The Second Saturday Art Gallery Stroll lists 16 essential stops, including Hudson Beach Glass, the Howland Cultural Center, and KuBe Art Center. Retail is likewise robust, with loads of apparel ranging from bridal to hiking gear and beyond. There’s a boutique for every taste, and all the jewelry and beauty supplies to go with them. You can memorialize your look with an heirloom photo from Tintype, and experience “where the motorcyclist and the spiritualist come together” at Notions and Potions. Once again, we’re talking tip of the iceberg, and within the mix you’ll also find a locally run hardware store, a pack-n-ship, a garden center, and a bike shop, among other practical amenities. You can catch movies at the Beacon Theater, or live standup and improv jams from Serious Comedy Theater, where you can also polish your own comedic chops with workshops and classes.

The Beacon Real Estate Market

“We have low inventory, but the market is still plodding along,” says realtor Jonathan Miller, a sixth-generation Beaconite. “Stuff that does come on the market, when it’s priced properly, has sold, and we still have multiple bidding wars. But the pandemic-era trend of people buying houses sight unseen except for a video, has faded.”

Want a home in Beacon?
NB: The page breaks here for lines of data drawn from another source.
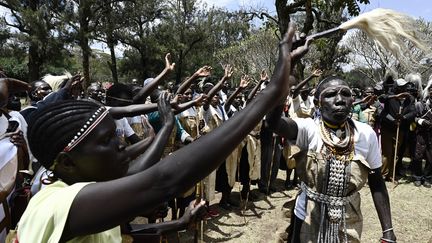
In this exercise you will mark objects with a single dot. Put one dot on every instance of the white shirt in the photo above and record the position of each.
(309, 138)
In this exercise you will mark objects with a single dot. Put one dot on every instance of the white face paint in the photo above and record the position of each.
(4, 124)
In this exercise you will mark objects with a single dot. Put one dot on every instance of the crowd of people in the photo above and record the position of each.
(92, 160)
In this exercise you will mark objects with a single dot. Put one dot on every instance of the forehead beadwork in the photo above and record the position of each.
(88, 126)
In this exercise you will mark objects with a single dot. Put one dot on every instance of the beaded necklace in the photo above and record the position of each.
(338, 150)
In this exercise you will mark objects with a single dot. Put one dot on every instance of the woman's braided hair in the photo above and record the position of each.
(52, 127)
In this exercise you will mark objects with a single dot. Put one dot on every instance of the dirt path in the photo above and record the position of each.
(411, 211)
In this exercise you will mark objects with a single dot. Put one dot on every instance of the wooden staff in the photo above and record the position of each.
(395, 157)
(389, 30)
(199, 227)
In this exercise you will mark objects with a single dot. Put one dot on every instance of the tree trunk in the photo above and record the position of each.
(34, 63)
(113, 63)
(84, 16)
(179, 67)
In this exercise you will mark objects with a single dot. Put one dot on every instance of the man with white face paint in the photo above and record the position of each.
(338, 157)
(11, 144)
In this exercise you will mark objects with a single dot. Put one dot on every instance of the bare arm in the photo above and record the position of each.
(10, 85)
(264, 77)
(300, 85)
(202, 72)
(244, 82)
(154, 152)
(132, 110)
(218, 86)
(146, 90)
(182, 169)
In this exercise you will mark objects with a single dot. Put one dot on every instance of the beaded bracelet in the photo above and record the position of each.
(388, 230)
(384, 240)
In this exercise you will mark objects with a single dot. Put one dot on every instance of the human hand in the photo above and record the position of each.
(426, 123)
(10, 85)
(164, 108)
(264, 75)
(200, 100)
(194, 212)
(204, 71)
(17, 138)
(176, 100)
(244, 81)
(168, 65)
(297, 43)
(188, 140)
(228, 71)
(403, 95)
(317, 72)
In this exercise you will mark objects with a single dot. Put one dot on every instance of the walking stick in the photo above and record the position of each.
(395, 157)
(273, 141)
(199, 234)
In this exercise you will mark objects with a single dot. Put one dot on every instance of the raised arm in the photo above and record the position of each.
(9, 86)
(263, 78)
(299, 86)
(154, 152)
(195, 102)
(282, 126)
(146, 90)
(182, 169)
(227, 75)
(244, 82)
(202, 72)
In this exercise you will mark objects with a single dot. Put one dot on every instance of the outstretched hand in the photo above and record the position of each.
(228, 71)
(168, 65)
(164, 108)
(264, 75)
(317, 72)
(17, 138)
(204, 71)
(10, 85)
(244, 81)
(200, 100)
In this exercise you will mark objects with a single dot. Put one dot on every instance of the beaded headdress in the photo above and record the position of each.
(88, 126)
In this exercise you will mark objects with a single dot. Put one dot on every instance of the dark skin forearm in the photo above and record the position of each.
(140, 147)
(160, 228)
(381, 200)
(186, 84)
(231, 98)
(179, 171)
(282, 126)
(9, 86)
(184, 106)
(254, 90)
(216, 89)
(146, 90)
(132, 110)
(300, 85)
(153, 152)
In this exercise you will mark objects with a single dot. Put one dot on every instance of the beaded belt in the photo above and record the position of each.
(323, 198)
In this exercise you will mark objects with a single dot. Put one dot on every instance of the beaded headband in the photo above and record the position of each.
(90, 124)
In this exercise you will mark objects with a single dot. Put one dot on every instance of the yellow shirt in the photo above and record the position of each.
(46, 215)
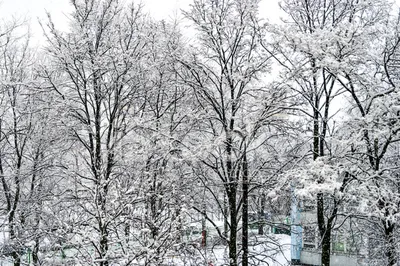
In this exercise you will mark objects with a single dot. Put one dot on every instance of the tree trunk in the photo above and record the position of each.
(326, 246)
(261, 215)
(233, 221)
(390, 244)
(245, 212)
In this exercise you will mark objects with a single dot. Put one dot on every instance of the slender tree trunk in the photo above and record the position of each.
(261, 215)
(231, 193)
(326, 246)
(233, 231)
(245, 212)
(390, 244)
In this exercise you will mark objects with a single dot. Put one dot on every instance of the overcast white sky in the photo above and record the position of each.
(59, 9)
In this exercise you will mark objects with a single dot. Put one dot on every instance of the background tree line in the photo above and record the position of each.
(118, 134)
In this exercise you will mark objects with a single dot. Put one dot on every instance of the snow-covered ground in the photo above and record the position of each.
(270, 250)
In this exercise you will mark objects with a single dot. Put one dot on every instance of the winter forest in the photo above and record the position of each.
(124, 140)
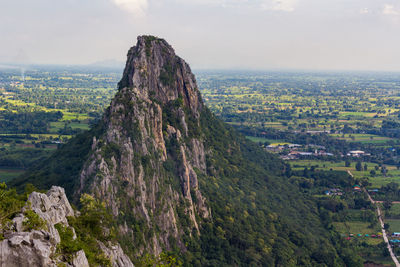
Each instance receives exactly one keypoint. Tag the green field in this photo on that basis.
(376, 181)
(394, 225)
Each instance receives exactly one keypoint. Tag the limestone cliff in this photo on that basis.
(143, 164)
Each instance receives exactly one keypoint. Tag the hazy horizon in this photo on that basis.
(209, 34)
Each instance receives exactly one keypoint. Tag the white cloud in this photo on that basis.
(364, 10)
(279, 5)
(390, 10)
(136, 7)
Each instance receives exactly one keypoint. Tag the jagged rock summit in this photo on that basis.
(143, 162)
(177, 179)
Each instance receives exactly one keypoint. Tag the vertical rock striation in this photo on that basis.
(144, 163)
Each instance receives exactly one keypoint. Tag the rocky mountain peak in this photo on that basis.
(157, 72)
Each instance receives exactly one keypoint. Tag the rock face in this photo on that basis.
(38, 247)
(145, 163)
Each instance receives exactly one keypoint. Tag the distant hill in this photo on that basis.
(176, 178)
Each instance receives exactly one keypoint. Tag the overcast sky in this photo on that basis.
(241, 34)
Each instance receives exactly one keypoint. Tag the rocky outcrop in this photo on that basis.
(22, 248)
(145, 163)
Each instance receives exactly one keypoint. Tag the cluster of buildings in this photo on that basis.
(357, 153)
(334, 192)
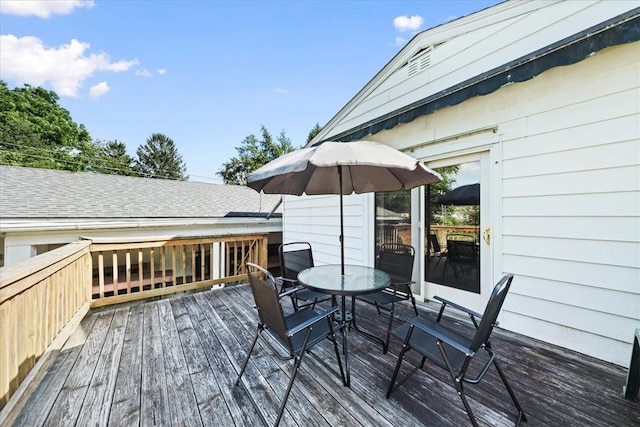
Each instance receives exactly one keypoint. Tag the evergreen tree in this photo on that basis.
(313, 132)
(159, 158)
(253, 153)
(37, 132)
(113, 159)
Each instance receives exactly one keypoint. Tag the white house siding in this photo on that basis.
(571, 205)
(568, 188)
(471, 46)
(316, 219)
(22, 239)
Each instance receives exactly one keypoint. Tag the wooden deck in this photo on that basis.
(174, 361)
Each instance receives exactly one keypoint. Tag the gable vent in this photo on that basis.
(419, 62)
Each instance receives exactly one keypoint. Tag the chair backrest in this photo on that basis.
(435, 245)
(295, 257)
(265, 295)
(462, 251)
(396, 260)
(490, 315)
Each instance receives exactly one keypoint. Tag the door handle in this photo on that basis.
(487, 235)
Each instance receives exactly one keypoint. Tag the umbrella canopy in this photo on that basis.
(341, 168)
(465, 195)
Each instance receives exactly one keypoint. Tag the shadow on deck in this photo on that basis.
(174, 361)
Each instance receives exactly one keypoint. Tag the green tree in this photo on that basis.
(253, 153)
(35, 131)
(313, 132)
(159, 158)
(112, 158)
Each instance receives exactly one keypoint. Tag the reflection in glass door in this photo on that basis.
(393, 218)
(452, 235)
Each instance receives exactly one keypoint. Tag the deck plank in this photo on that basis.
(154, 395)
(100, 392)
(174, 361)
(125, 405)
(183, 408)
(209, 397)
(67, 406)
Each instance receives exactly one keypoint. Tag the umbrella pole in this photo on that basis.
(341, 223)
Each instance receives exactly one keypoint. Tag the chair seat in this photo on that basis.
(382, 297)
(309, 295)
(319, 331)
(425, 343)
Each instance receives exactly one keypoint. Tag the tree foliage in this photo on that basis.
(159, 158)
(35, 131)
(112, 158)
(313, 132)
(253, 153)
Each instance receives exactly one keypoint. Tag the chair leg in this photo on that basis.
(413, 301)
(388, 337)
(521, 415)
(296, 366)
(458, 385)
(246, 359)
(405, 347)
(332, 337)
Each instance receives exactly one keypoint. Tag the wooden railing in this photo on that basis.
(131, 270)
(42, 300)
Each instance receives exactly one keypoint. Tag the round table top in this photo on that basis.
(357, 279)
Get yourself a hometown realtor, says Miller. “Using an out-of-town buyers’ agent is an injustice to yourself. Someone who really knows the area can help steer you not just to a house, but to your house.”

On the market in early May: a two-bedroom co-op unit for $199,000 and a handful of colonials and ranch-style homes in the $300,000 to $500,000 range, moving swiftly from “For Sale” to “Pending.”

Available condos in the city were priced at $579,000 and $724,999; within walking distance of Main Street, penthouse condos at the View were priced at $1,175,000. A five-bedroom brick home on a five-acre lot could be yours for $1,600,000, complete with bluestone patio and adjacent building lot.